То же и с искусством светотени. Светотень служит у Мазаччо двум целям. Она, во-первых, дополняет рисунок, сообщая ему рельеф, а во-вторых, позволяет дать картине то освещение, которое лучше всего отвечает замыслу художника.

Усовершенствования в области рисунка, перспективы и светотени представляют прежде всего интерес с точки зрения истории искусства. Но все это тесно связано с рядом других вопросов, более широких, освещающих крупные проблемы истории культуры.

В деле Мазаччо нужно различать то, что является продуктом времени и продуктом его личной исключительной одаренности. Время было таково, что природу изучали со всех сторон. Она интересовала с разных точек зрения самых разнообразных людей. Общественный деятель, ведущий борьбу с церковью, проклинающей природу; гуманист, которому древние греки и римляне открыли глаза на красоты природы; поэт, воспевающий теперь эти красоты; обыватель, начинающий находить наслаждение в созерцании волшебного пейзажа Фьезоле, Поджо а Кайано, Валломброзы; художник, пытающийся схватить глазом и передать кистью то, что его окружает, — все сходились в одном — в стремлении приблизиться к пониманию природы.

Художнику эта задача должна была быть особенно близкой. Недаром Брунеллеско отдал столько времени, чтобы найти теоретические законы перспективы. Но от теории до практики было довольно далеко. Брунеллеско выучил тому, что знал, своих друзей-художников — Паоло Учелло и Мазаччо. Паоло просиживал целые ночи напролет над решением перспективных задач и, когда жена звала его спать, только и восклицал: "Какая прекрасная вещь эта перспектива!" Но бессонные ночи мало помогли ему. В его картинах перспектива еще сильно хромает.

И художники искали не только перспективы. Начиная с одного из гениальнейших последователей Джотто, Андреа Орканья, они пытаются отметить рельеф с помощью светотени. И ищут и бьются в бесплодных усилиях.

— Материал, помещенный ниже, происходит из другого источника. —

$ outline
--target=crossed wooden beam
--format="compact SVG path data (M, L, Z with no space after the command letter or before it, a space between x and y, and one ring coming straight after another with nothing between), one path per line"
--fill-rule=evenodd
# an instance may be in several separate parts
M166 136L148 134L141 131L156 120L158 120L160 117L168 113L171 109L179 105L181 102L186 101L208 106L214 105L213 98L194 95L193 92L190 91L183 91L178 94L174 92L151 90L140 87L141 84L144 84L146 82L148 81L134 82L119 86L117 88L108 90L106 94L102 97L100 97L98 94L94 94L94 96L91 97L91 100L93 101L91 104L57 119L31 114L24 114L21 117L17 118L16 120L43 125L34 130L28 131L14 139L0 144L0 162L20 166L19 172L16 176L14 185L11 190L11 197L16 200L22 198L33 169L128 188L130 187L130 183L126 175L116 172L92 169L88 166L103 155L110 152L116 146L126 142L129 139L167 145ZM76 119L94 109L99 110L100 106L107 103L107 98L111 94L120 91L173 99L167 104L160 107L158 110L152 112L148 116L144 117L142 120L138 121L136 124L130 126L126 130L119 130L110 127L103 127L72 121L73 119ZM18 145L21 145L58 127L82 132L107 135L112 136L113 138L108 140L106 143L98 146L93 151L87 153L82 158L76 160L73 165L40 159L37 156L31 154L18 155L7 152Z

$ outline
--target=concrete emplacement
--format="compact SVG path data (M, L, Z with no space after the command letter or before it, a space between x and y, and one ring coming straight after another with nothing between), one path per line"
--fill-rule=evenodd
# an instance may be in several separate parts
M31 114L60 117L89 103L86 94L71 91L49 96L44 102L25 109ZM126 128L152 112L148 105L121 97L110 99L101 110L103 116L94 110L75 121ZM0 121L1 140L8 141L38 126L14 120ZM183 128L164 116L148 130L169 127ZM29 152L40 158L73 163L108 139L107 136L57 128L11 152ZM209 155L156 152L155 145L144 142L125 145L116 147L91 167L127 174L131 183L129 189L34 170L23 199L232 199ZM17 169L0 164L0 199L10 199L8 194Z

Задачи, которые разрешил Мазаччо, носились в воздухе. Они назрели давно, но не было гения, способного схватить и выразить их. Явился Мазаччо и сделал то, чего не могли сделать другие. Задачи, им решенные, были выдвинуты общественной эволюцией, но для того, чтобы решить их, нужны исключительные дарования и совершенно сверхъестественная способность воспользоваться всем, что было сделано в искусстве раньше. И не только в живописи. Ведь когда Мазаччо начинал, он имел возможность не только пользоваться указаниями своего старшего друга Брунеллеско по теории перспективы. Он уже видел, как пользуется перспективой в своих рельефах Гиберти, как моделирует человеческое тело его другой гениальный друг — Донателло. Живопись шла по следам пластики, ее опередившей. Отдельные ветви искусства помогали одна другой, и все вместе впитывали в себя идеи, которыми жило общество.